On Sat, Jun 27, 2020 at 03:14:14PM -0700, Andy Lutomirski wrote:
>
> > On Jun 27, 2020, at 2:46 PM, Paul E. McKenney <[email protected]> wrote:
> >
> > On Sat, Jun 27, 2020 at 02:02:15PM -0700, Andy Lutomirski wrote:
> >>> On Fri, Jun 26, 2020 at 2:05 PM Paul E. McKenney <[email protected]>
> >>> wrote:
> >>>
> >>> Currently, can_stop_idle_tick() prints "NOHZ: local_softirq_pending HH"
> >>> (where "HH" is the hexadecimal softirq vector number) when one or more
> >>> non-RCU softirq handlers are still enablded when checking to stop the
> >>> scheduler-tick interrupt. This message is not as enlightening as one
> >>> might hope, so this commit changes it to "NOHZ tick-stop error: Non-RCU
> >>> local softirq work is pending, handler #HH.
> >>
> >> Thank you!
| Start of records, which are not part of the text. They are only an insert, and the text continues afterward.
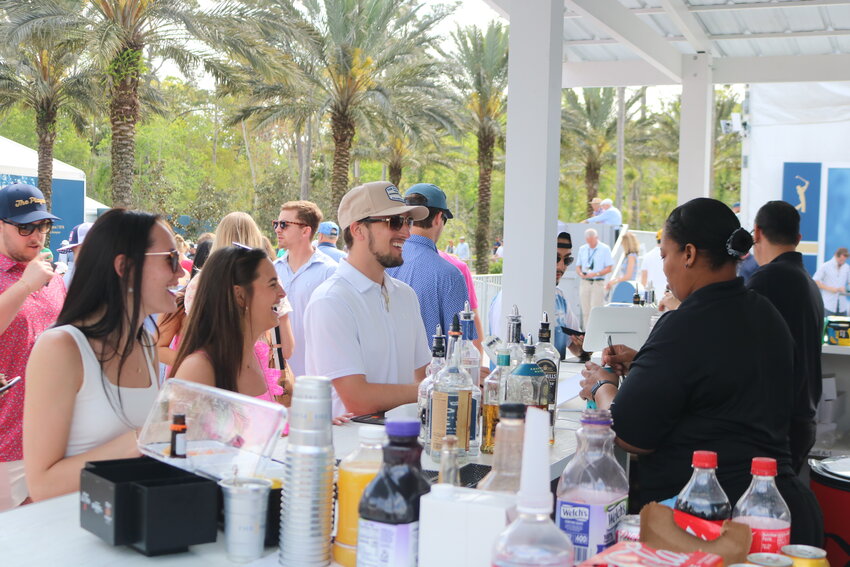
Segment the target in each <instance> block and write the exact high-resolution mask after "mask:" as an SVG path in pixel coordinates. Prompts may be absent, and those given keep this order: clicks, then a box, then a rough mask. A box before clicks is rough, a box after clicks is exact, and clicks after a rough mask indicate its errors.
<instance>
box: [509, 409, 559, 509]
mask: <svg viewBox="0 0 850 567" xmlns="http://www.w3.org/2000/svg"><path fill="white" fill-rule="evenodd" d="M517 510H519V511H520V512H527V513H529V514H551V513H552V493H551V492H550V491H549V412H546V411H543V410H541V409H537V408H532V407H530V408H528V411H527V412H526V414H525V436H524V438H523V443H522V476H521V477H520V488H519V493H518V494H517Z"/></svg>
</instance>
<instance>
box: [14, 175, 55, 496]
mask: <svg viewBox="0 0 850 567" xmlns="http://www.w3.org/2000/svg"><path fill="white" fill-rule="evenodd" d="M57 219H58V217H55V216H53V215H51V214H50V213H48V212H47V203H46V201H45V199H44V195H42V193H41V191H39V190H38V189H37V188H35V187H33V186H32V185H25V184H23V183H16V184H14V185H7V186H6V187H3V188H2V189H0V220H2V223H0V374H4V375H5V376H6V378H9V379H11V378H14V377H16V376H21V377H22V378H23V380H21V381H20V382H18V384H17V385H16V386H13V387H12V388H11V389H10V390H8V391H7V392H6V395H5V396H2V397H0V512H2V511H3V510H6V509H8V508H12V507H14V506H17V505H19V504H20V503H21V502H23V501H24V500H25V499H26V497H27V487H26V480H25V478H24V466H23V449H22V446H21V442H22V436H23V435H22V424H23V415H24V388H25V382H26V376H25V372H24V371H25V369H26V365H27V360H28V359H29V355H30V352H31V351H32V346H33V344H35V340H36V338H38V336H39V335H40V334H41V333H42V332H43V331H44V330H46V329H47V328H48V327H49V326H50V325H52V324H53V322H54V321H56V318H57V317H58V316H59V311H61V309H62V304H63V303H64V301H65V284H64V283H62V278H61V277H59V276H57V275H56V274H54V273H53V269H52V268H51V266H50V263H49V262H48V261H47V260H46V258H45V255H44V254H42V252H41V250H42V248H44V242H45V238H46V237H47V233H49V232H50V229H51V228H52V227H53V221H54V220H57Z"/></svg>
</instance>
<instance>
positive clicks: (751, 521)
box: [732, 457, 791, 553]
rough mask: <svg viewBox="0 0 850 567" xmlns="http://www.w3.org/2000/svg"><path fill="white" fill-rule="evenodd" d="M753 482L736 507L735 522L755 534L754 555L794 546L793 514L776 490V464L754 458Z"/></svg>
mask: <svg viewBox="0 0 850 567" xmlns="http://www.w3.org/2000/svg"><path fill="white" fill-rule="evenodd" d="M750 470H751V472H752V474H753V481H752V483H751V484H750V487H749V488H748V489H747V491H746V492H744V495H743V496H741V499H740V500H738V503H737V504H735V509H734V510H733V511H732V519H733V520H734V521H736V522H739V523H741V524H747V525H748V526H750V529H752V531H753V543H752V546H751V547H750V553H781V550H782V546H783V545H788V544H789V543H791V511H790V510H789V509H788V505H787V504H786V503H785V500H784V499H783V498H782V495H781V494H779V490H778V489H777V488H776V481H775V480H774V479H775V477H776V461H775V460H774V459H768V458H766V457H756V458H755V459H753V464H752V468H751V469H750Z"/></svg>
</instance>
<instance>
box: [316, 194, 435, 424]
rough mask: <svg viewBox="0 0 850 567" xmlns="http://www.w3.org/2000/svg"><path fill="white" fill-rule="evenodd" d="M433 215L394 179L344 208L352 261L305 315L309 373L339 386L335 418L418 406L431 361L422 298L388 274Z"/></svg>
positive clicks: (396, 279) (337, 272) (323, 293)
mask: <svg viewBox="0 0 850 567" xmlns="http://www.w3.org/2000/svg"><path fill="white" fill-rule="evenodd" d="M427 216H428V208H427V207H422V206H411V205H407V204H406V203H405V202H404V198H403V197H402V196H401V194H400V193H399V191H398V188H396V187H395V185H393V184H391V183H388V182H386V181H375V182H372V183H366V184H365V185H361V186H359V187H355V188H354V189H352V190H351V191H349V192H348V193H346V194H345V196H343V198H342V201H341V202H340V204H339V211H338V214H337V219H338V220H339V226H340V228H341V229H342V231H343V239H344V240H345V243H346V245H347V246H348V249H349V252H348V258H347V259H343V260H342V261H340V263H339V267H338V268H337V271H336V273H335V274H334V275H333V276H331V277H330V278H328V279H327V280H326V281H325V282H324V283H322V284H321V285H320V286H319V287H317V288H316V290H315V291H314V292H313V295H312V296H311V297H310V302H309V303H308V304H307V309H306V311H305V313H304V326H305V342H306V347H307V356H306V360H305V366H306V370H307V374H311V375H318V376H327V377H328V378H330V379H331V380H333V384H334V405H333V411H334V415H337V416H338V415H342V414H344V413H347V412H348V413H353V414H369V413H374V412H380V411H385V410H388V409H392V408H394V407H396V406H400V405H402V404H406V403H410V402H415V401H416V391H417V388H418V383H419V381H420V380H422V378H424V377H425V366H426V365H427V364H428V362H429V361H430V360H431V354H430V350H429V348H428V341H427V339H426V336H425V325H424V324H423V323H422V315H421V313H420V309H419V300H418V299H417V297H416V293H415V292H414V291H413V289H412V288H411V287H410V286H409V285H407V284H406V283H404V282H401V281H399V280H397V279H394V278H392V277H390V276H388V275H386V274H385V273H384V270H385V269H386V268H391V267H394V266H400V265H402V263H403V262H404V260H403V259H402V254H401V250H402V245H403V244H404V241H405V240H407V238H408V237H409V236H410V226H411V225H412V224H413V222H414V221H419V220H422V219H424V218H425V217H427Z"/></svg>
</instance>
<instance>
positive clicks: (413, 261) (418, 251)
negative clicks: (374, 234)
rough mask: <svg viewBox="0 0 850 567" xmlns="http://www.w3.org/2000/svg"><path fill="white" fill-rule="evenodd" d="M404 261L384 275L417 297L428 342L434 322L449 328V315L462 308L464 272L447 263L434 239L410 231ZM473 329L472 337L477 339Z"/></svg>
mask: <svg viewBox="0 0 850 567" xmlns="http://www.w3.org/2000/svg"><path fill="white" fill-rule="evenodd" d="M401 252H402V257H403V258H404V264H402V265H401V266H399V267H397V268H388V269H387V274H389V275H390V276H392V277H394V278H396V279H399V280H401V281H403V282H405V283H406V284H408V285H410V287H412V288H413V291H415V292H416V296H417V297H418V298H419V309H420V311H421V313H422V321H423V323H425V332H426V334H427V335H428V341H429V343H430V341H431V339H432V338H433V336H434V330H435V329H436V328H437V324H440V325H442V326H443V333H444V334H445V333H446V331H447V330H448V329H449V327H450V325H451V322H452V316H454V314H455V313H458V312H460V311H463V307H464V303H466V302H467V301H468V300H469V292H468V291H467V289H466V281H465V280H464V279H463V274H461V273H460V270H458V269H457V268H456V267H454V266H452V265H451V264H450V263H449V262H447V261H445V260H443V259H442V258H440V255H439V253H438V252H437V246H436V245H435V244H434V241H433V240H431V239H430V238H428V237H426V236H419V235H418V234H411V235H410V238H408V239H407V240H406V241H405V243H404V247H403V248H402V251H401ZM477 337H478V335H477V333H476V332H475V329H474V328H473V330H472V338H473V339H475V338H477Z"/></svg>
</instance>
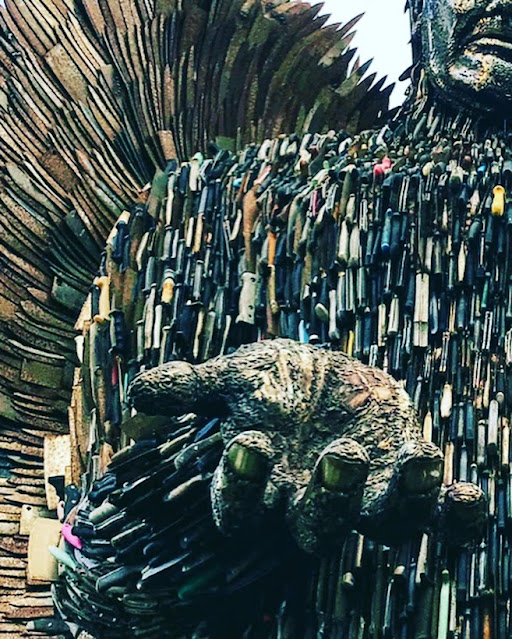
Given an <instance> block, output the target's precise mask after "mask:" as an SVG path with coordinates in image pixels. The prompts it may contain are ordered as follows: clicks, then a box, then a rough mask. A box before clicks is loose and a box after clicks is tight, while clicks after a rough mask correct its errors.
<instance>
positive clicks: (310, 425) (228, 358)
mask: <svg viewBox="0 0 512 639" xmlns="http://www.w3.org/2000/svg"><path fill="white" fill-rule="evenodd" d="M130 397H131V401H132V403H133V404H134V406H135V407H136V409H137V410H140V411H142V412H144V413H148V414H169V415H179V414H182V413H186V412H195V413H197V414H201V415H212V416H220V417H222V418H223V423H222V426H221V433H222V436H223V439H224V442H225V446H226V451H225V454H224V457H223V460H222V462H221V464H220V466H219V468H218V469H217V471H216V473H215V476H214V479H213V482H212V506H213V511H214V516H215V520H216V523H217V525H218V527H219V528H220V529H221V530H222V531H223V532H225V533H226V534H231V533H233V532H234V531H236V530H238V529H240V528H243V526H246V525H254V523H255V522H257V521H259V520H261V519H264V517H265V514H266V513H267V512H270V511H273V512H275V511H276V510H277V511H278V510H279V509H282V511H283V514H284V516H285V517H286V519H287V522H288V525H289V526H290V529H291V531H292V533H293V534H294V535H295V537H296V539H297V541H298V543H299V545H300V546H301V547H302V548H304V549H305V550H308V551H318V550H320V549H321V550H328V549H329V548H330V547H331V546H332V545H333V544H334V543H336V540H339V538H340V536H341V535H342V534H343V533H344V532H346V531H347V530H350V529H353V528H357V529H359V530H360V531H361V532H363V533H365V534H367V535H369V536H370V537H372V538H374V539H375V540H377V541H381V542H384V543H397V542H399V541H401V540H403V539H405V538H407V537H408V536H409V535H411V534H413V533H414V532H416V531H417V530H419V529H421V528H423V527H425V526H426V525H428V524H429V523H431V522H432V521H433V520H434V519H435V518H436V515H438V514H439V513H441V515H442V518H444V520H447V518H448V514H449V513H451V504H452V502H453V501H454V500H455V501H457V500H458V499H462V501H464V500H466V501H467V502H468V503H469V504H470V506H471V507H472V508H473V507H475V508H474V512H475V513H477V514H478V516H477V517H476V518H475V520H474V524H475V528H476V529H477V528H478V525H479V524H480V523H481V521H482V516H483V512H484V507H483V504H484V502H483V497H482V494H481V491H480V489H479V488H477V487H475V486H472V485H469V486H470V487H469V488H465V487H458V488H457V490H455V491H453V495H452V494H450V495H449V496H448V497H447V496H446V495H445V494H443V498H442V507H441V508H438V495H439V488H440V485H441V479H442V453H441V451H440V450H439V449H438V448H437V446H435V445H433V444H431V443H427V442H425V441H423V439H422V433H421V429H420V427H419V424H418V420H417V417H416V414H415V411H414V408H413V406H412V404H411V401H410V398H409V396H408V395H407V393H406V392H405V391H404V390H403V388H402V387H401V386H400V385H399V384H398V383H397V382H396V381H395V380H394V379H393V378H392V377H390V376H389V375H387V374H386V373H384V372H383V371H382V370H380V369H376V368H371V367H369V366H367V365H365V364H363V363H361V362H360V361H358V360H355V359H352V358H350V357H349V356H347V355H345V354H344V353H341V352H333V351H328V350H323V349H320V348H316V347H313V346H310V345H304V344H299V343H296V342H294V341H292V340H287V339H276V340H272V341H270V340H269V341H264V342H259V343H256V344H251V345H248V346H244V347H242V348H240V349H239V350H237V351H236V352H235V353H233V354H231V355H227V356H221V357H217V358H215V359H213V360H210V361H208V362H206V363H204V364H199V365H196V366H194V365H191V364H188V363H186V362H171V363H168V364H164V365H163V366H160V367H157V368H154V369H151V370H149V371H146V372H144V373H142V374H141V375H139V376H138V377H137V378H136V379H135V380H134V382H133V384H132V386H131V388H130ZM234 445H236V446H238V448H237V450H240V448H241V449H242V450H243V451H248V454H249V455H252V458H253V459H254V460H255V462H256V463H257V464H259V465H260V466H261V468H262V472H261V474H258V477H256V478H255V477H252V478H247V477H245V476H241V475H240V472H238V471H239V469H237V468H235V467H234V466H233V463H232V460H230V455H229V451H230V450H231V448H232V447H233V446H234ZM329 460H334V463H335V464H337V466H338V468H340V469H341V471H340V480H339V485H336V486H335V487H334V488H333V486H332V485H331V486H329V487H326V481H325V478H324V475H323V464H325V463H326V461H327V463H328V462H329ZM468 490H469V493H468V492H467V491H468ZM467 495H469V497H467ZM453 519H454V517H453V516H451V520H453ZM453 523H454V522H453V521H452V524H453ZM455 525H456V522H455ZM466 531H467V535H468V536H471V535H472V534H474V533H475V530H473V527H471V526H469V527H466ZM461 541H464V540H461Z"/></svg>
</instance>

It would be even better if it would explain *why* the
> >> problem happened, but I suppose this code doesn't actually know.
> >
> > Glad to help!
> >
> > To your point, is it possible to bisect the appearance of this message,
> > or is it as usual non-reproducible? (Hey, had to ask!)
> >
> >
>
> In this particular case, I tracked it down by good old fashioned sleuthing
> for bugs, but it’s still unclear to me precisely how NOHZ gets involved. The
> bug is that we were entering the kernel from usermode, doing nmi_enter(),
> turning on interrupts, maybe getting a page fault, raising a signal, turning
> off interrupts, nmi_exit(), and back to usermode, with the signal still
> queued and undelivered. This is all kinds of bad, but I still don’t
> understand what softirqs or idle have to do with it.
>
> But I have the bug fixed now!
Glad you found it!
Thanx, Paul